The FCA wants to see full records detailing consumers’ responses to these questions. It is concerned many advisers’ records are showing information gaps.
Assessing attitude to risk
Advisers need to assess consumers’ attitudes to both transfer risk and investment risk specifically in the context of a DB transfer and giving up safeguarded benefits. Advisers should focus on the consumer’s willingness and ability to take on risk, as well as exploring their capacity for loss.
Using more than just a standard risk-profile questionnaire will help advisers understand the client’s behavioural and emotional response. Advisers need to assess if a safeguarded benefit or a flexible benefit scheme is best suited to the client.

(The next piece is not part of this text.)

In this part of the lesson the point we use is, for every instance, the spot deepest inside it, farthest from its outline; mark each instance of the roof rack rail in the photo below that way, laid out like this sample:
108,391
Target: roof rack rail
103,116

For example, asking a client how they manage money may help inform if the client would be likely to access flexible benefits in an unplanned way.
Objectives and needs
Through the information-gathering process the adviser should understand the consumer’s priorities, plans and what motivates them. The FCA is expecting advisers to challenge any false expectations.
Advisers also need to understand their client’s essential income needs and how the DB pension could meet these compared to other assets. They need to assess how a transfer could result in a shortfall or increase in income.
The client’s needs could be split into essential, lifestyle and discretionary. The FCA encourages advisers to challenge consumers’ stated needs, using open questions, to explore if they, or their spouse, have any additional expenditure. This assessment should also cover known future events, for example paying for a child’s wedding. FG21/3 has examples of good practice highlighting the need for detailed personalised information.
It is the adviser’s role to help the client balance their needs and objectives.
Abridged advice
Abridged advice is a short-form advice process that is more affordable than full advice:
- The adviser can give a personal recommendation that the client should not transfer; or
- The adviser can tell the consumer it is unclear whether they would benefit from a pension transfer and check if the consumer wants to continue to full advice.
If the client decides to continue to full advice, the adviser must offset the cost of the abridged advice against the cost of the full advice. Before the adviser can implement any transfer, the client must have gone through the full advice process.
If the personal recommendation is not to transfer, then the process usually stops. The client could go on to seek full advice, but the FCA would expect in most cases the outcome from full advice would be a recommendation to not transfer.